May 26, 2015
May 25, 2015
May 24, 2015
Much has been written about the NLRB’s recent holding in the seminal Costco case that the company’s facially neutral social media policy prohibiting postings on the Internet that damage the Company or any person’s reputation violates Section 8(a)(1) of the Act. But it is also important to understand how the Board came to decide that case in order to better evaluate the appropriate employer response.
The controlling law concerning the validity of facially neutral work rules was established in the 2004 decision in Lutheran Heritage Village in which the Board held that in evaluating such rules it must determine whether employees “would reasonably construe” the language as restricting their Section 7 to engage in protected discussions of their terms and conditions of employment, and recognized that the mere fact that a rule could be read as inhibiting employee rights is insufficient to support a finding that the rule is unlawful. The Board also observed that it should apply a “reasonable” interpretation to such rules without “reading particular phrases in isolation” and without assuming the employer intended to interfere with protected rights.
When the Costco case was tried before an Administrative Law Judge in 2010, the Acting General Counsel charged the employer with violating Section 8(a)(1) with respect to a number of provisions in its Electronic Communications and Technology Policy, including the requirement that employees use “appropriate business decorum” on social media sites and the prohibition of postings that “damage” the company or anyone’s reputation, because there was no limiting disclaimer to advise the employees that the rule was not intended to restrict their protected rights. In this respect, the Acting General Counsel argued that the ALJ should reject the Lutheran Heritage Village “would reasonably construe” standard and apply instead the standard from the dissenting opinion in that case by former Members Liebman and Walsh – that an ambiguous rule that does not include a disclaimer is unlawful if it could be perceived as inhibiting Section 7 rights – because the dissenting opinion would likely be accepted by the majority of the newly composed Board. The ALJ rightly rejected that proposition, and specifically recognized that under the controlling Lutheran Heritage Village standard the Board “will not conclude that a reasonable employee would read the rule to [prohibit protected] activity simply because the rule could be interpreted that way . . . [or] could conceivably be read to” encompass protected conduct.
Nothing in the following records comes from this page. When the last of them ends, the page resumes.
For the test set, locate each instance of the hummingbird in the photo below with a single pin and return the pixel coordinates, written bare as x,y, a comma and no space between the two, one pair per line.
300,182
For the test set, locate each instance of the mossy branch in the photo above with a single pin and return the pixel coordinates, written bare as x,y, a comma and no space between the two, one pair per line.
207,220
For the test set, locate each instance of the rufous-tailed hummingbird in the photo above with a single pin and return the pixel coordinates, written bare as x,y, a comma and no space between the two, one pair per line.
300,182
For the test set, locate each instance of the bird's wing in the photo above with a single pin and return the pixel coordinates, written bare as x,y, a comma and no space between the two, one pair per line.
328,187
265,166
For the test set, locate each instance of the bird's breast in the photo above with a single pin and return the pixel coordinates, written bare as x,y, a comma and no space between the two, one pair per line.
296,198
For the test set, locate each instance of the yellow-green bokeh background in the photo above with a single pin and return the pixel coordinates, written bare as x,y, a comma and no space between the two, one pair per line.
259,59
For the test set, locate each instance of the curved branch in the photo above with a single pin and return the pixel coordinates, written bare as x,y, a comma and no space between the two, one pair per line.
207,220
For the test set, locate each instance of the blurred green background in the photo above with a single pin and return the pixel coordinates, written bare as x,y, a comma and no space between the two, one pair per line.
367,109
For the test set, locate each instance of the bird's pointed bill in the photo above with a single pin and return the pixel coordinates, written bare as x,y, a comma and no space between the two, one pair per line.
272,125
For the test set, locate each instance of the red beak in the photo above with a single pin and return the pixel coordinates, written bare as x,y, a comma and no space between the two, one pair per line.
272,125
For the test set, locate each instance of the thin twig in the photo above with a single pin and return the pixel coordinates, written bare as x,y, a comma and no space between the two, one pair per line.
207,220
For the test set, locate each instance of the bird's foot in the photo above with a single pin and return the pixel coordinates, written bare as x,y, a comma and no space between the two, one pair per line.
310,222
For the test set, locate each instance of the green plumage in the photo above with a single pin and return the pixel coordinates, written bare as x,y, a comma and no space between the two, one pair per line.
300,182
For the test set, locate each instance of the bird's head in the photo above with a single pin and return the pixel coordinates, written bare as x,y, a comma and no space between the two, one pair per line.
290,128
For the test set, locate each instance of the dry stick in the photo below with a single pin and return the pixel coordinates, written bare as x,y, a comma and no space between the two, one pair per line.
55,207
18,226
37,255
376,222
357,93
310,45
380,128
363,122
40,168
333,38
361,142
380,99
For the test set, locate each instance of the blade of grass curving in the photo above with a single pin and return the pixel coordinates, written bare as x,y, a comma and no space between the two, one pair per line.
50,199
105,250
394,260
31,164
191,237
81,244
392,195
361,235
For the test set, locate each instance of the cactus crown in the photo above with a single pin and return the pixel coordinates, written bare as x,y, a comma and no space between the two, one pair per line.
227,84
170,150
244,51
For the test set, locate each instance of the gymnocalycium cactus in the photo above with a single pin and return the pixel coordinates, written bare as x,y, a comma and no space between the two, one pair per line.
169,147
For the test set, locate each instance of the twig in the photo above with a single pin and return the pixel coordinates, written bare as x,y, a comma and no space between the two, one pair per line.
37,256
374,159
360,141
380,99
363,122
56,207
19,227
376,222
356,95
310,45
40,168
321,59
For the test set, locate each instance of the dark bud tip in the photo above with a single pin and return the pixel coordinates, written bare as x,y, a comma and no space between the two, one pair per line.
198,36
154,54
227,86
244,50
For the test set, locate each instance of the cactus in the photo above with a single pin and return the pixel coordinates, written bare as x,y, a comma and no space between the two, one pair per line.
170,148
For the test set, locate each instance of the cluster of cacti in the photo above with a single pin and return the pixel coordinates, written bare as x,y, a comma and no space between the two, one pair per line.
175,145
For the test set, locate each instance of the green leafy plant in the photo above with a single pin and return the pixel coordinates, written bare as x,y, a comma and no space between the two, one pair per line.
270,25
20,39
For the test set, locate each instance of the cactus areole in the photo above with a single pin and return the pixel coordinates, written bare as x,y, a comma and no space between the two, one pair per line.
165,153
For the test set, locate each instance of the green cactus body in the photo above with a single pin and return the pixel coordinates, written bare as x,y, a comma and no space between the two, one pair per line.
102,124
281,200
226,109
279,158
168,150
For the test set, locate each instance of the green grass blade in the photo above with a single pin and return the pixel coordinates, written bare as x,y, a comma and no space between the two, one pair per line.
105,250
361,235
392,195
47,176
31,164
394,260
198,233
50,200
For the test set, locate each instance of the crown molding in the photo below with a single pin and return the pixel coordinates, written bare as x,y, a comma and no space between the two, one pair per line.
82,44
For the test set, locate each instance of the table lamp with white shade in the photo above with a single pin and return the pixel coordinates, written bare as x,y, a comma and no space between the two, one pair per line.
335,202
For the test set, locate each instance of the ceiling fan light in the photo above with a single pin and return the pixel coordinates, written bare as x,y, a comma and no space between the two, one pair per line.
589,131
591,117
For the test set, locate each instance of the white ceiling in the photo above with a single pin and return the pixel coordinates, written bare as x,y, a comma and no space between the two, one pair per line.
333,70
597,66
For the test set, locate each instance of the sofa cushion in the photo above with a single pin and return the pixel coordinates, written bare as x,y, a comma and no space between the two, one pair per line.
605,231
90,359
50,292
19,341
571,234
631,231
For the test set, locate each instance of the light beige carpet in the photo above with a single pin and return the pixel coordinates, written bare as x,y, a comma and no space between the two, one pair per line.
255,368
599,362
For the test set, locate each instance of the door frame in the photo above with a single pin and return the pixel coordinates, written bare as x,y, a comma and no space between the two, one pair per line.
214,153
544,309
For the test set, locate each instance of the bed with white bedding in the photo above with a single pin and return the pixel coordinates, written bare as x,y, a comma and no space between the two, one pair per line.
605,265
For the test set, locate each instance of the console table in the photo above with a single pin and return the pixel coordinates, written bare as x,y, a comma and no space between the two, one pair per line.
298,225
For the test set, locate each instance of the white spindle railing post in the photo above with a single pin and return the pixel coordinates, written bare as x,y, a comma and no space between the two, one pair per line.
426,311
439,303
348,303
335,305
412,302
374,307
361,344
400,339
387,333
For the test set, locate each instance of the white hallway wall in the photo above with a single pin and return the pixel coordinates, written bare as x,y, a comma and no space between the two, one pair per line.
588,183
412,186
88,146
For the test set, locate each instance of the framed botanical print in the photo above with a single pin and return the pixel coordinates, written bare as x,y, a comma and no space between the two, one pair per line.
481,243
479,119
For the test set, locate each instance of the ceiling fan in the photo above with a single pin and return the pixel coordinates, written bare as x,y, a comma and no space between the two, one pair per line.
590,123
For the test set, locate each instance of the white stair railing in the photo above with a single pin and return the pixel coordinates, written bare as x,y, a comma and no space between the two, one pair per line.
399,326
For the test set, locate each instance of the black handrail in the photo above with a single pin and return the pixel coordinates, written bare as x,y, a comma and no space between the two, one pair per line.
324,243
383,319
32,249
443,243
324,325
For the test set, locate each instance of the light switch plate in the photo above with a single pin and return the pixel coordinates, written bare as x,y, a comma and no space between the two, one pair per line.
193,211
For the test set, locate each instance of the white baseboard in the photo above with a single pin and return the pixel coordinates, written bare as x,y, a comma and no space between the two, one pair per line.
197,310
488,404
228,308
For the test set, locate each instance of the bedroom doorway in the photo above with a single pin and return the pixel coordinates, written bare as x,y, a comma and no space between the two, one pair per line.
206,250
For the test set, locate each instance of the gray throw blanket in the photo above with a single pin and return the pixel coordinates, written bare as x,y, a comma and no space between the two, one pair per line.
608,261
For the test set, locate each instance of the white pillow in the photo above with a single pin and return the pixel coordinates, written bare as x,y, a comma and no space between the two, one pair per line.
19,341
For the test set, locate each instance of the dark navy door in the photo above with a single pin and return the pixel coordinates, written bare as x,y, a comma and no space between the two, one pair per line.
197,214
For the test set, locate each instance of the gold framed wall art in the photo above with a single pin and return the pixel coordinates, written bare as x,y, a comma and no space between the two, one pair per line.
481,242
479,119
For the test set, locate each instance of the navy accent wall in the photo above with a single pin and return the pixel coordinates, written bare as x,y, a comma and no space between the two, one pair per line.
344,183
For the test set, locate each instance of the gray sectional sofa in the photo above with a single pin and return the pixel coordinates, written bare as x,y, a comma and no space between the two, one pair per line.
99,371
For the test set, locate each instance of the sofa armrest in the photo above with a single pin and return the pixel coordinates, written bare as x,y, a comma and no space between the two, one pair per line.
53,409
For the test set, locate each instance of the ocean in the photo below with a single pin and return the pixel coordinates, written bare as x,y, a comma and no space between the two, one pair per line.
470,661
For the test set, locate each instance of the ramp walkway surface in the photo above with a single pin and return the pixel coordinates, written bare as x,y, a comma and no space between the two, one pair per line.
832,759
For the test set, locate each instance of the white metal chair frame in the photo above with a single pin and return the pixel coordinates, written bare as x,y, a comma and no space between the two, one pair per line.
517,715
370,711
The ALJ then determined that neither Costco rule was unlawful under the applicable “would reasonably construe” standard because reasonable employees would understand that the rules were intended to promote civility rather than restrict Section 7 activity.
In its decision on appeal, the newly composed Board majority adopted the ALJ’s reasoning that Costco’s “appropriate business decorum” rule was lawful, but found the rule prohibiting comments damaging to the company to be unlawful. In so finding, the Board purports to recognize the continued validity of Lutheran Heritage Village, and gives lip service to the “would reasonably construe” standard, but tacitly applied the “could be read” standard advocated by the Acting General Counsel. In this regard, the Board adopted the approach of the Liebman-Walsh dissent by holding that in the absence of a limiting disclaimer the rule “allows employees to reasonably assume that it pertains to” protected comments critical of the company’s management. It is significant that the Board did not engage in any analysis to determine whether the company’s employees “would reasonably construe” the language of the rule as restricting or prohibiting protected communications, but held the rule to be unlawful only because employees could assume it would in the absence of a limiting disclosure.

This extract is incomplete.